Published on Thursday, September 21, 2017
Media Contact: Annie Oeth
The University of Mississippi Medical Center is more than just a livelihood for Anita Vanderford and her daughter Paige Robinson. It’s a life.
Batson Children’s Hospital has been and continues to be a house of hope for Vanderford, the associate director of ambulatory operations at the Children’s Cancer Center. The place that brought health to Paige, now a child life assistant at Batson Children’s Hospital.
Vanderford first walked into UMMC some 26 years ago to receive some scary news.
Dr. Gail Megason told her that then-10-month-old Paige, had severe aplastic anemia, a rare and potentially deadly condition in which the body’s bone marrow doesn’t make enough new blood cells.
To save Paige’s life, a bone marrow transplant was needed. At the time, the procedure was not being done in Mississippi, so the family traveled to the University of Kentucky Medical Center, where Paige, at 16 months, underwent the procedure, which requires high doses of radiation or chemotherapy before a transfusion of stem cells is received through an IV tube.

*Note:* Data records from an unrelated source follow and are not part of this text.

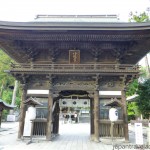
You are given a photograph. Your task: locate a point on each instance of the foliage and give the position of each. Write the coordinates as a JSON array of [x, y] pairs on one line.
[[143, 100], [132, 88], [7, 80], [142, 17]]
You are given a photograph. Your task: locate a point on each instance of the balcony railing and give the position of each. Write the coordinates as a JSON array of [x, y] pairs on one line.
[[58, 68]]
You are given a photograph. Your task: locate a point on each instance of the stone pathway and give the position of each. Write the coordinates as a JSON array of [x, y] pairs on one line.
[[72, 137]]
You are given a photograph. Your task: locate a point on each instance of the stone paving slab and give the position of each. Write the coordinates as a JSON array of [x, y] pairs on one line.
[[72, 137]]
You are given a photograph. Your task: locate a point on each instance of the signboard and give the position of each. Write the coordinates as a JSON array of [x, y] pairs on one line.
[[11, 118], [138, 133], [74, 56]]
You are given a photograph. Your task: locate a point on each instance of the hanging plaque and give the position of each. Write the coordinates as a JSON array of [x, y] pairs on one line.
[[74, 56]]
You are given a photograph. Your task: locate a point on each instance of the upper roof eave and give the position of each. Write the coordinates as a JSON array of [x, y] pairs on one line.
[[36, 26]]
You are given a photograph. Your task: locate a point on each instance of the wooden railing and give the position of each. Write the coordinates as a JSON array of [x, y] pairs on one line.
[[76, 67], [38, 128], [118, 130]]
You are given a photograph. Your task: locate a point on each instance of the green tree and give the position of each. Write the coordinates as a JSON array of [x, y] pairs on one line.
[[6, 80], [143, 101], [142, 17]]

“But we couldn’t find a donor,” said Vanderford. “There wasn’t a match in the national bone marrow registry.”
About 70 percent of those in need of a bone marrow transplant do not have a matching donor in their families, but Paige beat those odds when her aunt, Vanderford’s sister Lisa McCartney, was a match.

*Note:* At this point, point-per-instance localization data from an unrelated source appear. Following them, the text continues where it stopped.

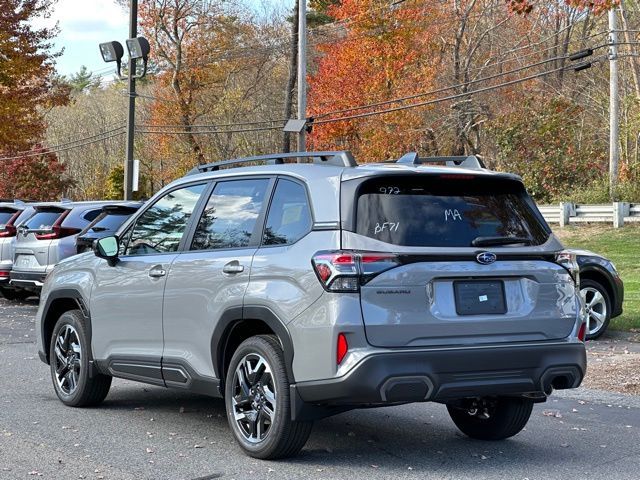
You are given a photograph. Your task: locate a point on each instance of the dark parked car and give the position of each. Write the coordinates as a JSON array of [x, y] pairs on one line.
[[602, 290], [105, 224]]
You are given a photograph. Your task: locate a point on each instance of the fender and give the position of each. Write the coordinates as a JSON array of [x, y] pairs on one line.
[[76, 296], [233, 316]]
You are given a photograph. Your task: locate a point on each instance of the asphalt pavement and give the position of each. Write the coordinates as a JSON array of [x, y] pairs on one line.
[[146, 432]]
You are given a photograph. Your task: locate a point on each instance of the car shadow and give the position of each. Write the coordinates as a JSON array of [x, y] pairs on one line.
[[417, 436]]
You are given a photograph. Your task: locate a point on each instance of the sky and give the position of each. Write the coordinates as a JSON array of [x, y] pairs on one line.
[[83, 25]]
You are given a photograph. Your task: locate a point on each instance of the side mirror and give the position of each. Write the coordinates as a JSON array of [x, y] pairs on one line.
[[107, 248]]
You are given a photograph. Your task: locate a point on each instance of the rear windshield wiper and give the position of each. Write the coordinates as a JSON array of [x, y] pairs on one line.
[[488, 241]]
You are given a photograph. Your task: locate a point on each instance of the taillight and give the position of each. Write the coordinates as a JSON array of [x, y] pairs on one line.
[[57, 230], [582, 331], [8, 231], [569, 261], [341, 348], [345, 271]]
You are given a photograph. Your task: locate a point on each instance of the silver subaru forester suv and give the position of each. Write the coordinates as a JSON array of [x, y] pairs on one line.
[[301, 290]]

“She was a better match than I was,” said Vanderford.
Once in her small body, the cells moved naturally into the bone marrow. The danger of the procedure is that it leaves patients vulnerable to infections before the new cells take root.
The family stayed in Kentucky four months, monitoring Paige’s progress, before returning home to Mississippi.
“We’ve been seeing Dr. Megason ever since then,” said Vanderford. Paige grew up seeing specialists including hematologists and an ophthalmologist, but Megason was special to the family from the start.
“She was fabulous,” Vanderford said, “and very encouraging. She taught me that I was Paige’s best advocate. Doctors may take care of 60 kids, but I was taking care of one. My main focus was one patient, Paige.
“I try to relay that to families now,” said Vanderford, “that they are their children’s advocates.”
If Vanderford made an impression on Megason, the reverse was also true. “I knew she would be a great nurse,” Megason said of Vanderford, “by how she cared for Paige and how she studied her condition.”
Though Vanderford said nursing was not on her short list of careers – “in high school, I would faint at the sight of blood” – Megason planted the idea of a medical career.
“She encouraged me to go back to school,” said Vanderford, “Dr. Megason and my mom.”
The two persuaded Vanderford to enroll in nursing at Hinds Community College. “As I was finishing up at Hinds,” she said, “I heard from a friend. She said, ‘Call Dr. Megason. She’s got a job for you.’ It was as a BMT (bone marrow transplant) nurse.”
She would be helping patients and families who were on the road she and Paige traveled, putting her in the position to better understand their needs.
“I loved it,” Vanderford said.
As her career progressed, Vanderford became a nurse manager and then, began working with Megason again as associate director of ambulatory operations at the Children’s Cancer Center. “It is very rewarding.”
Paige knows just how her mother feels.
Having grown up going to Batson, she remembers the clinic visits and needle sticks, but the state’s only children’s hospital brought her a healthy future. Paige earned a degree in education at Delta State University, but teaching in a school setting wasn’t a perfect fit. She then learned about an open position in child life, bringing her back to the place she remembered.